179.STEP-BY-STEP SDTM DATASET CREATION USING PROC SQL | PROC DATASETS | PROC PRINT | PROC FREQ IN SAS WITH MACROS AND RAW DATA SIMULATION FOR CLINICAL TRIAL SUBMISSION

STEP-BY-STEP SDTM DATASET CREATION USING PROC SQL | PROC DATASETS | PROC PRINT | PROC FREQ IN SAS WITH MACROS AND RAW DATA SIMULATION FOR CLINICAL TRIAL SUBMISSION


/*Creating a unique SDTM dataset (Demographics - DM domain) in SAS using SQL and Macros*/

Introduction to SDTM and the DM Domain:

SDTM (Study Data Tabulation Model) is a standard developed by CDISC (Clinical Data 

Interchange Standards Consortium) for organizing and  formatting data to be submitted to 

regulatory authorities such as the FDA.One of the fundamental domains in SDTM is the 

Demographics (DM) domain. 


It contains subject-level information such as:

Subject ID

Study ID

Age

Sex

Race

Country

Siteid

etc.


Step-by-Step Workflow:

We’ll follow these key steps:

1.Define the simulated raw demographic data (source data).

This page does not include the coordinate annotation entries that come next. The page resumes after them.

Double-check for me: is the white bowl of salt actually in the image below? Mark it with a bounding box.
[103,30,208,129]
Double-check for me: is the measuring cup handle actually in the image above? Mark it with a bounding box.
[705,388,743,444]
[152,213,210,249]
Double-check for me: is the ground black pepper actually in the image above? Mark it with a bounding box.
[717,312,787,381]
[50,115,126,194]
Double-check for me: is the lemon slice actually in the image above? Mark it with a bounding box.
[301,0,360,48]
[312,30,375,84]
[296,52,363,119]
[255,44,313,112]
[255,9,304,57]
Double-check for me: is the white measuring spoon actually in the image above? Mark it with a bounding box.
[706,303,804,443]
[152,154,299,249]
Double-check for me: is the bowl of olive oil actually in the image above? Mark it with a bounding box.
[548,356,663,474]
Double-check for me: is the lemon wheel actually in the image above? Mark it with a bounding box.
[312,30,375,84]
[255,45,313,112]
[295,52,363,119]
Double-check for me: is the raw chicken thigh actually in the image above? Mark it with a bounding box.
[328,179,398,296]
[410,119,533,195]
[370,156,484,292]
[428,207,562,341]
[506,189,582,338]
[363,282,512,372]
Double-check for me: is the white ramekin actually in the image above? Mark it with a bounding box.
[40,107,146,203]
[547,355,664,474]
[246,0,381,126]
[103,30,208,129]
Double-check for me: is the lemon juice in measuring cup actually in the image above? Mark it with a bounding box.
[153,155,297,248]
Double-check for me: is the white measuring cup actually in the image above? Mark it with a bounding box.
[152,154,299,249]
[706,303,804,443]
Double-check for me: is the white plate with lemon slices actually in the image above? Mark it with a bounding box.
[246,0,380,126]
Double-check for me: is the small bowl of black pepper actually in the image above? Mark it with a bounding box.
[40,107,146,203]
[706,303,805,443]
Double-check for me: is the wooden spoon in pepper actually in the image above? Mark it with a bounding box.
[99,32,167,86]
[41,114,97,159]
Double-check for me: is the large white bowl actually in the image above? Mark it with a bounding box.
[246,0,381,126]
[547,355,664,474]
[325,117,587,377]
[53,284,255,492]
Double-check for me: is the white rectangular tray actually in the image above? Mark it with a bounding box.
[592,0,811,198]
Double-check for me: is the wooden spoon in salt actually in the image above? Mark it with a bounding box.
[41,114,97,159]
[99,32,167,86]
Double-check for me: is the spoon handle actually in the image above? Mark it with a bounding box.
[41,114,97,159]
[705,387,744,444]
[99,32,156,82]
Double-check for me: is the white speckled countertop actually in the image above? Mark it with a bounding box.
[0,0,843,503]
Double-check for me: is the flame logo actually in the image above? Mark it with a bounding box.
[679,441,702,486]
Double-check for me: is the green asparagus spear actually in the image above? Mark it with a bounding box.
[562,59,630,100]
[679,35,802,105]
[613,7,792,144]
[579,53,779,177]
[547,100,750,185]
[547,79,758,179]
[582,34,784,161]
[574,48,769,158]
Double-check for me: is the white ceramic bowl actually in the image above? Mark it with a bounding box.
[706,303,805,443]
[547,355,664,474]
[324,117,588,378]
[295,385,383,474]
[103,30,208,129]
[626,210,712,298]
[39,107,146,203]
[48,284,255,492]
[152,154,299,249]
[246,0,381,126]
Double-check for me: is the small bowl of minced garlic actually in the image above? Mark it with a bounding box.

2.Create a macro to simulate raw data.

3.Use SQL to clean, transform, and standardize the data.

4.Create the final SDTM DM dataset with SDTM-compliant variables.

5.Apply SAS Macros for automation and modularity.

6.Show the final dataset with 15+ observations.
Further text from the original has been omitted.